Over Easter, me and my husband were in
the North East, doing initial research for a new show, Story Hunt.
It's a walking tour of invisible things: buildings that are no longer
there, people dead and gone, events and stories that in some cases
changed the fabric of the nation's history – but left no visible
trace. We spent several days in each of three towns, talking to
local historians, reading books in libraries, walking the streets,
and asking for memories in marketplaces. And in each place, we would
put together our initial findings, look at them, and say, 'we need
to find more women'. The stories we found first were always about men. The women we had to dig for.

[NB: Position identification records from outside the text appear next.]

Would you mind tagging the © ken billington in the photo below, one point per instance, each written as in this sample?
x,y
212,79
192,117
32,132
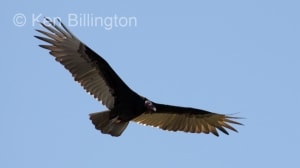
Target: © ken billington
x,y
97,77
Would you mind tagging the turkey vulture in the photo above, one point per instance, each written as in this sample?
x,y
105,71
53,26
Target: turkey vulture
x,y
96,76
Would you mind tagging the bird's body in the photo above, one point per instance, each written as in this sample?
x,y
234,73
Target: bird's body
x,y
96,76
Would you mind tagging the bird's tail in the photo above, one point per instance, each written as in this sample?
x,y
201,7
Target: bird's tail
x,y
102,122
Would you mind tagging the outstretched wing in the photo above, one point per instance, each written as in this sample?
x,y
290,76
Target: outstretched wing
x,y
174,118
90,70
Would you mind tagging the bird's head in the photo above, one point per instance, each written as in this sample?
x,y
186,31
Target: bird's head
x,y
149,105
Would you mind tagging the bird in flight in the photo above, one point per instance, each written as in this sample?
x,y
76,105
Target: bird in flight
x,y
97,77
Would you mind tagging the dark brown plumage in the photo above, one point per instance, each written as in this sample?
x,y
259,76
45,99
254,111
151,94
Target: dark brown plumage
x,y
96,76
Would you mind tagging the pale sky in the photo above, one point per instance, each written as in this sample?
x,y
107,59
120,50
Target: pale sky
x,y
233,57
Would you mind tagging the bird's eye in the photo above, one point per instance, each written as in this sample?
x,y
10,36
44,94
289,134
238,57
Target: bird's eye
x,y
149,105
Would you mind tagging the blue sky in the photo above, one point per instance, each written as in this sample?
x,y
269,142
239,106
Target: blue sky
x,y
228,57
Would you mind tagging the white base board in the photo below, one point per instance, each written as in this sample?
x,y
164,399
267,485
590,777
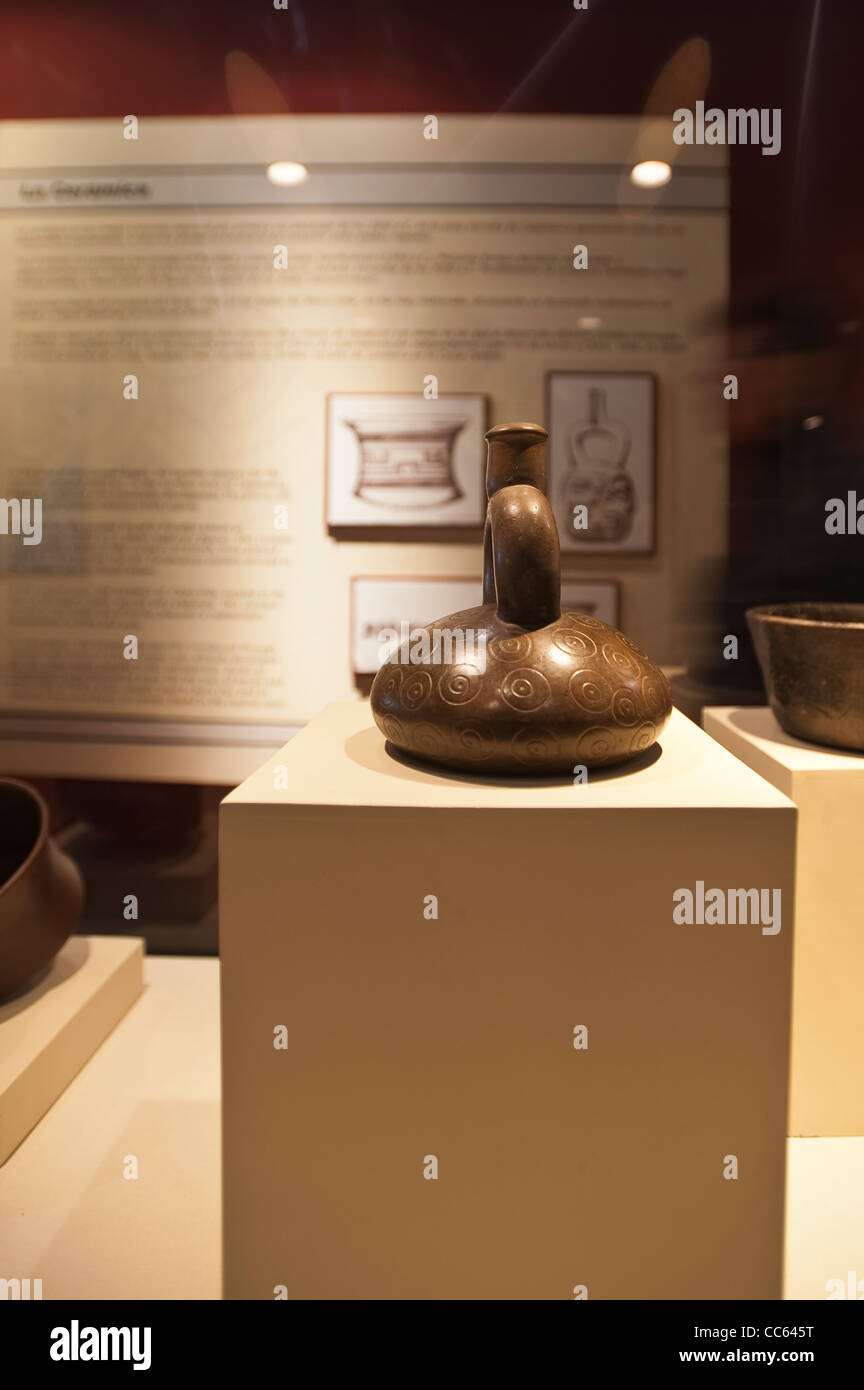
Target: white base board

I'm studying part-time for a Masters in
Early Modern History. I sat in a seminar the other day where my
fellow students bemoaned the Henry VIII phenomenon: the fact that
public knowledge of the period 1500-1800 basically boils down to
that bloke and his six wives. Personally, I don't see why historians mind so
much. Whether you think Anne Boleyn was a husband-stealing witch or an intelligent woman working to Protestantise
the nation, at least you can name her.
Name me a non-royal woman from that
period.
I always wanted to have kids. I
haven't, yet. And I'm starting to realise something that disturbs
me. Sorry if you find this distasteful, but to have kids feels like
giving in. Like failing.
I mean, there are loads of reasons not
to have kids: finance and time and climate change and my pathetically low pain threshold and how boring
small babies are and the startling rage induced in me by lack of
sleep and the fact that my selfish genes are doing rather well via eight nephews and nieces, thanks very much. But those are the logical
reasons. The illogical one, the feeling that actually stops me, is
that then I'll disappear.
Because you're not strictly a woman
until you've had kids. I mean, you're a sexual object and you probably shouldn't have any authority over men and you're obviously incapable of reading maps – but you've not undertaken the most important job a woman will ever do, so clearly you're not quite a
woman yet.
And so, in some dark corner of my
subconscious, I'm avoiding it. Because who the fuck would want to be
a woman? What have they ever done?
There are one hundred and seventy-one
names on the Bank of England's list of people who have been suggested
to go on our bank notes. Twenty-four of them are women: for every
one woman on the list, there are about six men. Sixteen of the
people on the list have been used on a bank note: two were women.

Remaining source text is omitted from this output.